Bob Marley’s Former London Apartment On Sale For £1.65 Million — See Photos

bob-marley
Bob Marley

The Bloomsbury apartment in London where Bob Marley’s first lived in 1972 when he came to England’s capital to launch his career outside of Jamaica, is being sold for £1.65 million, the British media have reported.

The apartment is located in Ridgmount Gardens, Bloomsbury, between Tottenham Court Road and Gower Street, and is less than half a mile to University College London, according to reports.

Dexters, the real estate company where the property is listed as being “under offer”, describes the 1890-built facility as a “beautiful well-presented four-bedroom apartment situated on the entrance floor within this popular Victorian mansion block”, regarded as one of Bloomsbury’s finest.

Back in 1972, after being invited by American soul singer Johnny Cash to support his UK tour, The Wailers had performed at several venues within the capital to try and land a big record deal and during that time they met Island Records’ Chris Blackwell with whom they forged a fruitful musical relationship, which propelled their careers.

According to the Metro UK, in observance of Black History Month in 2006, a blue cultural heritage plaque for Marley was unveiled at Ridgmount Gardens by The Nubian Jak Community Trust and mayor Ken Livingstone, marking the property as “the first London home of the ‘singer, lyricist and Rastafarian icon’”.

The apartment is further described by the Real Estate agency as “facing the favoured Ridgmount Gardens side, with view into the communal gardens” and having “an abundance of natural light throughout”, high ceilings”, plus wooden flooring throughout.  It has also retained some of the buildings original features, such as its red brick façade, period fire places and windows, they noted.

Like Bob Marley and his Wailers compatriots, the buyer of the property will have access to “flexible living/sleeping accommodation, a large entrance area, a spacious reception/dining room with bay window, an eat in kitchen, four double bedrooms, two bathrooms, a utility room and an abundance of storage space”.

The property owner will also benefits from access to the communal residents garden and have the right to apply for access to Bedford Square Gardens.

According to Time Out, a London-based media and hospitality company, the property’s decor no longer reflects the Marley era, as  “the floors, ceilings, walls and furniture all keeping to an all-white aesthetic”.

“But a blue cultural heritage plaque is proudly mounted on the exterior.
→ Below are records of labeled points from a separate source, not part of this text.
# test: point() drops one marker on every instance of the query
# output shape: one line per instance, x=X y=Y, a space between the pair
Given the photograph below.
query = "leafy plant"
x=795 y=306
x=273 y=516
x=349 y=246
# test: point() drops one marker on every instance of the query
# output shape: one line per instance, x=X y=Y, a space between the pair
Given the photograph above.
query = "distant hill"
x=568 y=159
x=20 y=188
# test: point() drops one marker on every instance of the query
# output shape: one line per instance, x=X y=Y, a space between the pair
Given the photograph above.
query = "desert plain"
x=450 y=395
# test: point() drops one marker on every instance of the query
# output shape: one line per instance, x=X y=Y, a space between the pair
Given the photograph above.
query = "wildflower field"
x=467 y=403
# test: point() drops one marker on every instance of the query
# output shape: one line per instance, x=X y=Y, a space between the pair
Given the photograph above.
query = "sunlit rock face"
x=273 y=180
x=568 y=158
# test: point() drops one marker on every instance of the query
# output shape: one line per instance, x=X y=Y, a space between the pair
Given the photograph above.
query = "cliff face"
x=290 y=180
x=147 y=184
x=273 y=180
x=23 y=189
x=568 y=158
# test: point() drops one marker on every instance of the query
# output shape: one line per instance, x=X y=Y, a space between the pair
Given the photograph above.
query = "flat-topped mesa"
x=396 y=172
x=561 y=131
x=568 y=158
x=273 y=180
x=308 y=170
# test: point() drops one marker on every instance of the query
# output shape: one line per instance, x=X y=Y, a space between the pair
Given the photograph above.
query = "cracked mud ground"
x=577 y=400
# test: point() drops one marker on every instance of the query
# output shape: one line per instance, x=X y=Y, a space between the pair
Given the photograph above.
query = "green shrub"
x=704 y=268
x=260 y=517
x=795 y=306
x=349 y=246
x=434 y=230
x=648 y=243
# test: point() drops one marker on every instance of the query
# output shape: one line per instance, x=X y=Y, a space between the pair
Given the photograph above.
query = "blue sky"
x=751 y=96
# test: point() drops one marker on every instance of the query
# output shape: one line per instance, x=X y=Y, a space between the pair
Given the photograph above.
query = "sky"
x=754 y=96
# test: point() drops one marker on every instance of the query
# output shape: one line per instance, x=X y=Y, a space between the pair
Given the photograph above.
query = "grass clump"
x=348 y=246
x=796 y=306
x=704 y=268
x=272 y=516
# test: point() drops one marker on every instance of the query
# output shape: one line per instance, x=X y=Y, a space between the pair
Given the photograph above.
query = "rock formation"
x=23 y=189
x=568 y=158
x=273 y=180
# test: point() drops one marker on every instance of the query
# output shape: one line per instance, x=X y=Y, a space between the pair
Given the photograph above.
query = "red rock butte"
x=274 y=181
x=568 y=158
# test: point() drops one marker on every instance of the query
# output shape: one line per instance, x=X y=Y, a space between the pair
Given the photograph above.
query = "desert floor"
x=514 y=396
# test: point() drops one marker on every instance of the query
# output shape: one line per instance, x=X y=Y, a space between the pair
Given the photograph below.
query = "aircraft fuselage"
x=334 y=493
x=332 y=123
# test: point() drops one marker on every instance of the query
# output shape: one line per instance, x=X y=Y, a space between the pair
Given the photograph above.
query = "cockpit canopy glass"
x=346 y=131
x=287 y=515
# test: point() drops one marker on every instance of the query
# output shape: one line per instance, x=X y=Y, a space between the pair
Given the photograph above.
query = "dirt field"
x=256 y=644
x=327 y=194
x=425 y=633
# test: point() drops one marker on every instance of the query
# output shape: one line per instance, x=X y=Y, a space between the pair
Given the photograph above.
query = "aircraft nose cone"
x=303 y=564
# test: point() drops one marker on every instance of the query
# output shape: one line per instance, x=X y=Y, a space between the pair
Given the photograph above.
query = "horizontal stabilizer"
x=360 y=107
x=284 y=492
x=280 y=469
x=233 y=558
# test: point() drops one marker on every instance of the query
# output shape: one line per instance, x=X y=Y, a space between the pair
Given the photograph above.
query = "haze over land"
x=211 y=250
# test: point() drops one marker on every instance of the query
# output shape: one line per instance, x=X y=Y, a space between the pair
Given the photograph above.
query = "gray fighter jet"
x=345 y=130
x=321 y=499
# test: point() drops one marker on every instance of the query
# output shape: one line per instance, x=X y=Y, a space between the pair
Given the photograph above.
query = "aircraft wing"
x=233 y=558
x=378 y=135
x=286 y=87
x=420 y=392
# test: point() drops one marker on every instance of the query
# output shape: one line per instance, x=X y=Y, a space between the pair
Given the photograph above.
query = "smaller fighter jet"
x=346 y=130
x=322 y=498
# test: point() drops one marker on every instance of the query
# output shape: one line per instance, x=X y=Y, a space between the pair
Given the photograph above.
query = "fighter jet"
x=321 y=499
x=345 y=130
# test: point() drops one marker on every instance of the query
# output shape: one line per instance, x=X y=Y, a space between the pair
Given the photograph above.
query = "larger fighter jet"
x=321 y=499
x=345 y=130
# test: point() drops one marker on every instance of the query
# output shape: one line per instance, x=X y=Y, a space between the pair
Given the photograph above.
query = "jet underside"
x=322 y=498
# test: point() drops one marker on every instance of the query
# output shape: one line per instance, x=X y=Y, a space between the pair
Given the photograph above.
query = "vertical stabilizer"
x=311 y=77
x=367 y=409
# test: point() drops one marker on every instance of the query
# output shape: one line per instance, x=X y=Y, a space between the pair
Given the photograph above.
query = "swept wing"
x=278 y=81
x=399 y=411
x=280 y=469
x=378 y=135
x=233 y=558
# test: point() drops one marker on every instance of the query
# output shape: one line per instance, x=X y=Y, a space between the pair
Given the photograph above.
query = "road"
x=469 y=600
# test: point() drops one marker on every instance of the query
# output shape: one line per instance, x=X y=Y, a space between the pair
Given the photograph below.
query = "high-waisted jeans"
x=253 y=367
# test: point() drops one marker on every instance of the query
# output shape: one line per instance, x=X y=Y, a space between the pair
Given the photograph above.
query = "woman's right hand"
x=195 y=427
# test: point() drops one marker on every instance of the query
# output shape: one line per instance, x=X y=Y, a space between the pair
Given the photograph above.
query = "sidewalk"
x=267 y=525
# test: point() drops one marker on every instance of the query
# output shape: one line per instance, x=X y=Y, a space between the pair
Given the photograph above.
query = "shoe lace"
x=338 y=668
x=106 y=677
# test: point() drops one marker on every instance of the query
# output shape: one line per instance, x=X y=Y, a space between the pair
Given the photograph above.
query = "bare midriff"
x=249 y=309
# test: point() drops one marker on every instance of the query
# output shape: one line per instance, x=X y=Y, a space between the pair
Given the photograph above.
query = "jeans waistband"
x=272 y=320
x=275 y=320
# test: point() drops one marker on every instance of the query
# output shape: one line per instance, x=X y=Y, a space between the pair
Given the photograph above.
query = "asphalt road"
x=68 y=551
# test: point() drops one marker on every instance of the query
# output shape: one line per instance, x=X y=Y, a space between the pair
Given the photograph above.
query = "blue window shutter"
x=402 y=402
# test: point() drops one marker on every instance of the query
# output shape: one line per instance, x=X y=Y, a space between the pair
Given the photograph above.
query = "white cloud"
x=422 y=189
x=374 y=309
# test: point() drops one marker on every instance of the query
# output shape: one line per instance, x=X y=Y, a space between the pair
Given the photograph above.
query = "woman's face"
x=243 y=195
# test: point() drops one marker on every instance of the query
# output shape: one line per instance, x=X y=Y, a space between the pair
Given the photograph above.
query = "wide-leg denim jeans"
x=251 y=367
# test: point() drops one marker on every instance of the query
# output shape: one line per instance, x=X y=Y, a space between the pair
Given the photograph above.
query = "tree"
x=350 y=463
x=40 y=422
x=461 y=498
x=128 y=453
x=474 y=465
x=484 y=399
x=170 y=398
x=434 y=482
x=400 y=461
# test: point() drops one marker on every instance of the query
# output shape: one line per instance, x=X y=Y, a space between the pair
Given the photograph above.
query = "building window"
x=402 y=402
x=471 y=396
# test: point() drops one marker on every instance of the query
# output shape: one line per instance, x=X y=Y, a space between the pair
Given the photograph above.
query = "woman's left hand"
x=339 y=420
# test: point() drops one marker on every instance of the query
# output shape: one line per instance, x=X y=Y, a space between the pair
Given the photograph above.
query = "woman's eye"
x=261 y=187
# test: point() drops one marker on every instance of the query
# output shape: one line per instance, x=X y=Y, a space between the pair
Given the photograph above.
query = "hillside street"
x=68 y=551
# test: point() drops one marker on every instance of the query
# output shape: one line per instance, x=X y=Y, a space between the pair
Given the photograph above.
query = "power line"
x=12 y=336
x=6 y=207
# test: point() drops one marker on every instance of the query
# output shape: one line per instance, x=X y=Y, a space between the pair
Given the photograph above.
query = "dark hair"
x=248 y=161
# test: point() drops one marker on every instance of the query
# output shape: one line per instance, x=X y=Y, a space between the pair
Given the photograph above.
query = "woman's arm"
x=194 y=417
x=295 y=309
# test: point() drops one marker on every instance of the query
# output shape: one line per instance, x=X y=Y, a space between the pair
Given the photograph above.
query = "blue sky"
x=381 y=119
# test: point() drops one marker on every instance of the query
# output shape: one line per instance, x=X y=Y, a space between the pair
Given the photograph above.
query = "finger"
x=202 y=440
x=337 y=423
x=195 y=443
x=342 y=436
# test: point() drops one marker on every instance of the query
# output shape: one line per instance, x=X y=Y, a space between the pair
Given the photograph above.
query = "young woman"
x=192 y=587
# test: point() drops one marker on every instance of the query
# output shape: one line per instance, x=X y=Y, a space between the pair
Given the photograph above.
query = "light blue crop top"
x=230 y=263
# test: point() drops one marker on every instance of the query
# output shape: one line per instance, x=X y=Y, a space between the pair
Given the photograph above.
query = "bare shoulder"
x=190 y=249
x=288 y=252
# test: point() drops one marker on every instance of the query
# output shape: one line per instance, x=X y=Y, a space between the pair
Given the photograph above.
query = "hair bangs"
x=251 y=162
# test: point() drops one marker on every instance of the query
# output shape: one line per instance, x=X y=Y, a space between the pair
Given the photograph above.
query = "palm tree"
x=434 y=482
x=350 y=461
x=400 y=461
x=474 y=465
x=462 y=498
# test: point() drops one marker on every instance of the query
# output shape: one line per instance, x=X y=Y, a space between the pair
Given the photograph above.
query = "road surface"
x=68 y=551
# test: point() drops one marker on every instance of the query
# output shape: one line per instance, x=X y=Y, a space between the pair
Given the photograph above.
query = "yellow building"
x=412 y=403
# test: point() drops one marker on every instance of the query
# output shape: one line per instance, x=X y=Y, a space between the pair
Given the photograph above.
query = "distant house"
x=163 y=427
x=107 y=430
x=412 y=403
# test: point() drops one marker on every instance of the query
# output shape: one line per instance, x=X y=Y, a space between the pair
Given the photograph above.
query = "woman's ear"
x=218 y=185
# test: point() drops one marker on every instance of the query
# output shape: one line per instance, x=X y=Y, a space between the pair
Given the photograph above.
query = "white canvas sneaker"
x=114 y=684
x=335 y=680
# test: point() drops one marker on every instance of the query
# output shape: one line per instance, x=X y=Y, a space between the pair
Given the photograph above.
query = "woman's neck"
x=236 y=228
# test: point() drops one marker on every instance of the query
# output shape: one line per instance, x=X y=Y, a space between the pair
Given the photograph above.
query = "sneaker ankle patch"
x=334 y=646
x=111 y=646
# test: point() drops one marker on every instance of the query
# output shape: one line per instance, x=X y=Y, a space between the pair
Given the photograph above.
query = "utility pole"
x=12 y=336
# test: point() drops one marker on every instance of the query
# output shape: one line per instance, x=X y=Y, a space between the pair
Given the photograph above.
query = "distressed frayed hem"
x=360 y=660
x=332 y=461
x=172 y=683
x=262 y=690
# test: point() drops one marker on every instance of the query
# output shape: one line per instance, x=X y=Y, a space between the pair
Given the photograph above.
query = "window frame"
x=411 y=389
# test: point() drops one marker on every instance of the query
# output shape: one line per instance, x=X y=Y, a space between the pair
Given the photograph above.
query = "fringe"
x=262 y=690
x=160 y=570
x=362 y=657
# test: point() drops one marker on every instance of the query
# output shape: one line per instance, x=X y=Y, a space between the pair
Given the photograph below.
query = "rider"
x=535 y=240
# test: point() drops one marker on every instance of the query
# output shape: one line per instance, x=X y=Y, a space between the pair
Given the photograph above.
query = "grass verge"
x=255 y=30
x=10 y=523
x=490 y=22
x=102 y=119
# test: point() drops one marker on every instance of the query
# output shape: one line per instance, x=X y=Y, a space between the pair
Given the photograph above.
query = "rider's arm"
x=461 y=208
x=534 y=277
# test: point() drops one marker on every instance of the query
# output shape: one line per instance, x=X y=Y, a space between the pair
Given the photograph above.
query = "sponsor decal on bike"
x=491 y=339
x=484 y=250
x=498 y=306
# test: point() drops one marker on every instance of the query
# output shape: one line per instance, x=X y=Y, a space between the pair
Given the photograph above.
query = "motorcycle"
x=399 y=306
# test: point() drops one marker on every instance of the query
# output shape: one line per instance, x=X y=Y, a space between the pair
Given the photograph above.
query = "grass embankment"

It was unveiled by his widow, Rita, in 2006 as part of Black History Month. Marley’s is one of only 4 percent of London’s 900 blue plaques dedicated to Black and Asian figures across the capital,” it noted in an article published titled Bob Marley’s London flat is on the market for a cool £1.65 mil.

The BBC noted in an article which traced Marley’s London sojourns,  that the One Love singer regarded London as his “second base and spiritual home”, according to music historian Russell Clarke and had indeed “ lived at 34 Ridgmount Gardens in 1972 when he first came to England, just as his group the Wailers were making a name for themselves”.

Marley, the article said, calculated that 30 percent of his time in his first 10 years of recording were spent in London, “putting down roots in the burgeoning communities of Harlesden and west London focused on the Caribbean”.

In addition, it said, Marley is “associated with at least three other addresses in the capital, living and working in them aside from the many places he visited, played or hung out in”.

“Some are long-gone music venues such as the Greyhound in Fulham Palace Road and the Rainbow in Finsbury Park.  As a keen footballer he also enjoyed kickabouts in Battersea Park and at a sports centre in Fulham,” the BBC wrote.

However, the BBC said that Contrary to the official version, the St. Ann native’s story started in fact in early 1971, at 12a Queensborough Terrace W2, a  Bayswater bread and breakfast-style hotel, where the conditions were so unideal for Rastafarians that Bob, Peter Tosh and Bunny Wailer complained so much that their management eventually moved them out.

“Accompanied by Neville ‘Bunny’ Livingstone and Peter Tosh, the fledgling Wailers shared one room here without a kitchen for three months – at considerable cost to their lifestyle,” the BBC noted.

According to the 2011 report titled Bob Marley’s London life on 30th anniversary of death, because they were all followers of Rastafari and unable to cook for themselves their type of food, “they existed on fish and chips and Indian vegetarian food in between rehearsing and writing songs”.